We expect the full proposal review stage to be a more challenging experience than the preliminary proposal stage because most of the clearly non-competitive proposals have already been screened out. Because of this, full proposals should present a tighter grouping of reviewer scores than preliminary proposals. The distribution of average proposal scores across the two stages is shown below. We converted the “P/F/G/V/E” individual review scores to a numerical scale from P=1 to E=5, with split scores as the average of the two letters (e.g., V/G = 3.5). As a reminder, the individual reviewer scores are sent in prior to the panel, without access to other reviewers’ opinions and having access to a relatively small number of proposals. So the average rating (and spread of individual scores for a proposal) is mostly a starting point for discussion and not the end-result of the review[iii].

Distribution of mean review scores at different points in the DEB core program review process.

The preliminary proposal scores are distributed across the entire spectrum, with the average review scores for most in the 3 to 4 range (a Good to Very Good rating). That we don’t see much in the way of scores below 2 might suggest pre-selection on the part of applicants or rating inflation by reviewers. Invitations (and high panel ratings) typically go to preliminary proposals with average scores above Very Good (4). Only a few invitations are sent out for proposals between Very Good and Good or lower.

The average scores for full proposals are more evenly distributed than the preliminary proposal scores with a mean and median around Very Good. The eventual awards draw heavily from the Very Good to Excellent score range and none were lower than an average of Very Good/Good. And, while some full proposals necessarily performed worse than they did at the preliminary proposal stage, there are still roughly twice as many full proposals with average scores above Very Good than the total number of awards made, so there is no dearth of high performing options for award-making.

So, what scores correspond to different panel ratings?

Average Review Score of Invited Full Proposals by Panel Recommendation Full Proposal Panel Rating
High Medium Low Not Competitive Overall
Pre-Proposal Panel Rating High 4.41 4.08 3.76 3.53 3.88
Low 4.32 4.13 3.88 3.52 3.81
Do Not Invite 4.42 4.00 3.75 3.44 3.73
Overall 4.40 4.08 3.78 3.53 3.87

There’s virtually no difference in average full proposal scores among groups of proposals that received different preliminary proposal panel ratings (rows, above). This further supports the notion that the full proposals are being assessed without bias based on the preliminary proposal outcomes (which are available to full proposal panelists after individual reviews are written). There is approximately a whole letter score difference between the average scores of full proposals (columns) from highly rated full proposals (E/V) to Not Competitive Full proposals (V/G). The average score for each rating is distinct.

 

About the Data:

The dataset used in this analysis was originally prepared for the June 2015 DEB Committee of Visitors meeting. We traced the review outcomes of preliminary proposals and subsequent full proposals over the first 3 cycles of proposal review. This dataset included the majority of proposals that have gone through the 2-stage review in DEB, but is not a complete record because preliminary proposal records are only tied to full proposals if this connection is successfully made by the PI at the time of full proposal submission. We discussed some of the difficulties in making this connection on DEBrief in the post titled “DEB Numbers: Per-person success rate in DEB”.

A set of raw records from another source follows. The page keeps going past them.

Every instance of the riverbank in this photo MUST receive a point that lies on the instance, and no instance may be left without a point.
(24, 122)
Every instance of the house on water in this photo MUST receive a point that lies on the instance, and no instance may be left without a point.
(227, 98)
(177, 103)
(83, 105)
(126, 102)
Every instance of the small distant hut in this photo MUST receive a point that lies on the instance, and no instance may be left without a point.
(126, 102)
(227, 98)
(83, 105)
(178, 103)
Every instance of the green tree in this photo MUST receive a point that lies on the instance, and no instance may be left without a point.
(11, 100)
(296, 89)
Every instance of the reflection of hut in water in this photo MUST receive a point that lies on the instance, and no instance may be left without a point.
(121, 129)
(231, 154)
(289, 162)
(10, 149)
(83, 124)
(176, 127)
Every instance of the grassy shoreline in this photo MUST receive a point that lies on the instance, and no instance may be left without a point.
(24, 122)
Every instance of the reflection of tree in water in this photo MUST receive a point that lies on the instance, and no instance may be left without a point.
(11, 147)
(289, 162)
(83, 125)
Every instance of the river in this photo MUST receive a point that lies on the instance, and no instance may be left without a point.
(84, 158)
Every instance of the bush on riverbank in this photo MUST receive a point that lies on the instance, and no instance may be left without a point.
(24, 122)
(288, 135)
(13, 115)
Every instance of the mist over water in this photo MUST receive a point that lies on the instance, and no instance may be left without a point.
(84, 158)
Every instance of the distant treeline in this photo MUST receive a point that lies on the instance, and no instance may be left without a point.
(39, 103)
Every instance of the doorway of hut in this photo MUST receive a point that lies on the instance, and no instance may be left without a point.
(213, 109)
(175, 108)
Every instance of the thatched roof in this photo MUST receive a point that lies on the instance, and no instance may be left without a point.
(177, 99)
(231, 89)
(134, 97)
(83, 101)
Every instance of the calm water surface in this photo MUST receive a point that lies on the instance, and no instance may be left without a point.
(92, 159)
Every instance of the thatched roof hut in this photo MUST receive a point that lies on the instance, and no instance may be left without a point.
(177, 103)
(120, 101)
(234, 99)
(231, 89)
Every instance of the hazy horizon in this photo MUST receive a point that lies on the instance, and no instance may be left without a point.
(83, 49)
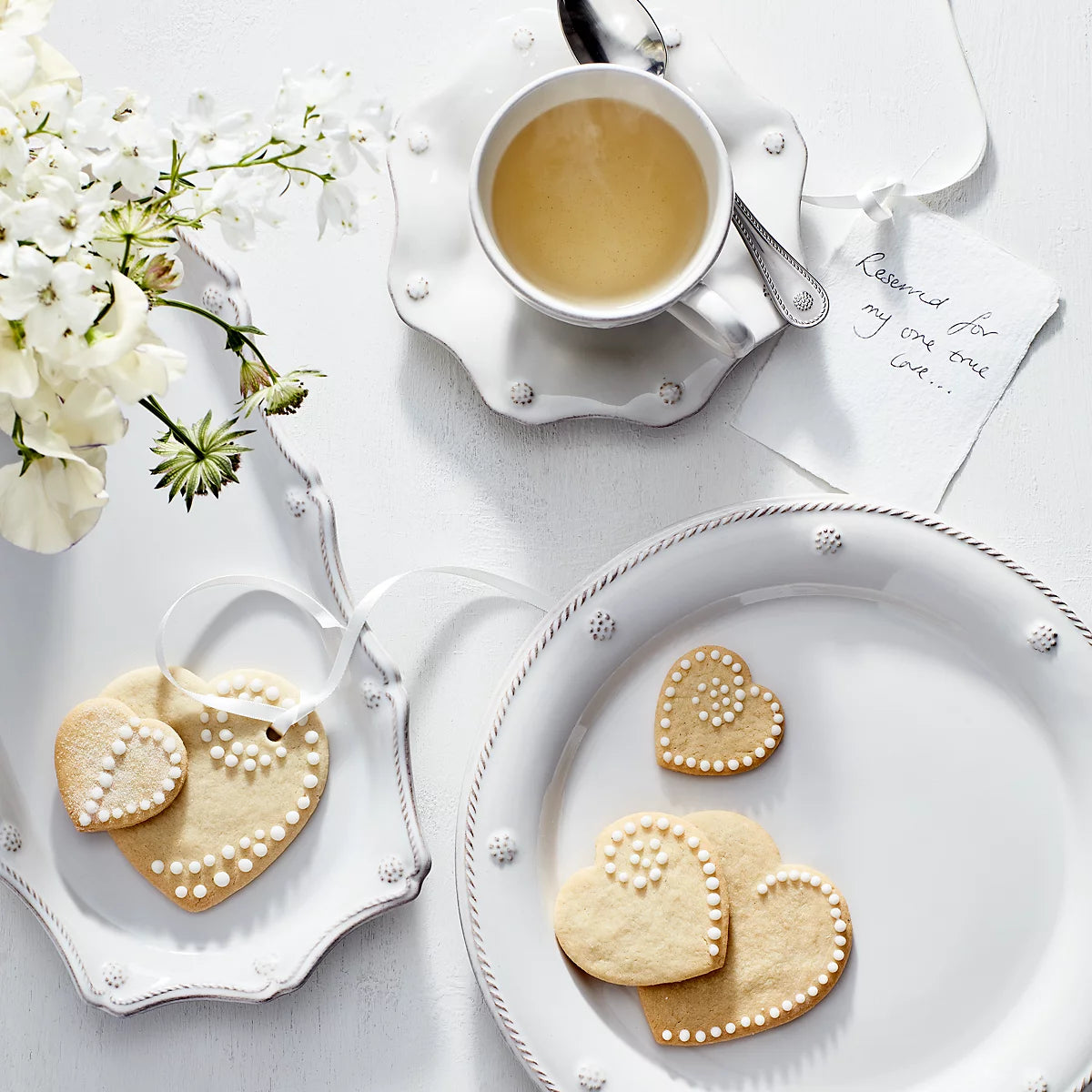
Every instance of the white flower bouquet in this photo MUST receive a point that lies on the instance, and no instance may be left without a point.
(93, 199)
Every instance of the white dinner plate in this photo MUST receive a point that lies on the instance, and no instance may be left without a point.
(527, 365)
(935, 763)
(75, 622)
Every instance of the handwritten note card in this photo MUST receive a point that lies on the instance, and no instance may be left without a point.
(927, 326)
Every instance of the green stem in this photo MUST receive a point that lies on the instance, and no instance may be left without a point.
(152, 404)
(181, 305)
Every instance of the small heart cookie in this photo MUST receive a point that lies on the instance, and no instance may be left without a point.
(246, 797)
(650, 909)
(791, 938)
(713, 719)
(114, 768)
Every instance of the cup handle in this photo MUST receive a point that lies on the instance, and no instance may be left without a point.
(713, 319)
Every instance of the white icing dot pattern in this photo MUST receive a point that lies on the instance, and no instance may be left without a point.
(765, 888)
(718, 715)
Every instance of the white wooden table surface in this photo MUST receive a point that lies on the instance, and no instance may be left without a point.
(394, 1006)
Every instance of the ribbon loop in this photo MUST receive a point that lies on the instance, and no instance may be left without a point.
(350, 631)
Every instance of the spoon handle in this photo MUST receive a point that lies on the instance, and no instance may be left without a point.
(793, 290)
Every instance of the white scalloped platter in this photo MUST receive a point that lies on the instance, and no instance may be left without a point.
(532, 367)
(76, 621)
(935, 762)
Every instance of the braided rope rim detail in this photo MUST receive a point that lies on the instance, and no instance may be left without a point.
(713, 522)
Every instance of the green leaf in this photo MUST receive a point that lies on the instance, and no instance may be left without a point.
(199, 460)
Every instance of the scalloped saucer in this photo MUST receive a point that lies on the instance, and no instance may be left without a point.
(529, 366)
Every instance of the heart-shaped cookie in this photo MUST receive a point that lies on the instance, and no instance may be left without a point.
(114, 768)
(650, 909)
(713, 718)
(791, 937)
(246, 796)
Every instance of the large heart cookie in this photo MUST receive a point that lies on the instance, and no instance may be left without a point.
(650, 909)
(713, 718)
(791, 937)
(246, 796)
(114, 768)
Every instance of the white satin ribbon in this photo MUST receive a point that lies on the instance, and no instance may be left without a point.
(350, 632)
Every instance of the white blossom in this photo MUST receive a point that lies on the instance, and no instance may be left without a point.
(52, 298)
(207, 140)
(338, 206)
(15, 151)
(59, 217)
(19, 370)
(25, 16)
(17, 63)
(9, 234)
(136, 154)
(54, 502)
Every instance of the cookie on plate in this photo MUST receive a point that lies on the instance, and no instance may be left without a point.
(713, 719)
(790, 942)
(247, 796)
(116, 768)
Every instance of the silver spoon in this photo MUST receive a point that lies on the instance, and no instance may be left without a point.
(622, 32)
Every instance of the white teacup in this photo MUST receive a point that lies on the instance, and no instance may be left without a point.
(686, 296)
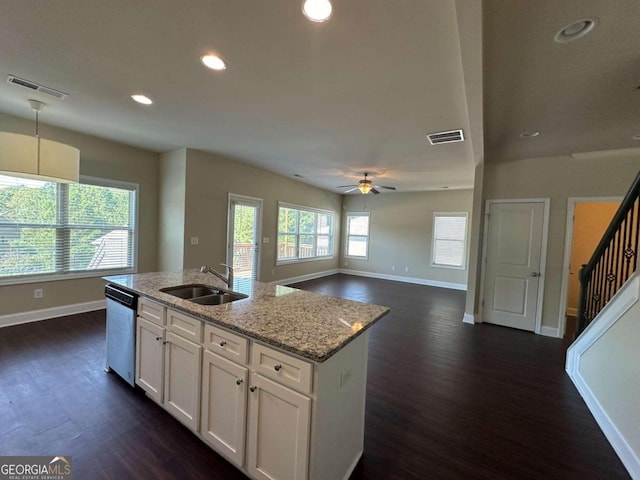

There are 4840 preliminary proposal records in this dataset; 1115 received invitations to submit full proposals. Of those 1115, 928 (83%) submitted full proposals and successfully identified their preliminary proposal. Full proposal records are lacking for the remaining 187 invitees; this is combination of 1) records missing necessary links and 2) ~a few dozen invitations that were never used within the window of this analysis. For full proposal calculations, we considered only those proposals that had links and had been processed to a final decision point as of June 2015 (907 records) when the data was captured.

The records followed the lead proposal of collaborative groups/projects in order to maintain a 1 to 1 relationship of all records across preliminary and full proposal stages and avoid counting duplications of review data. The dataset did not include full proposals that were reviewed alongside invited proposals but submitted under other mechanisms that bypass the preliminary proposal stage such as CAREER, OPUS, and RCN.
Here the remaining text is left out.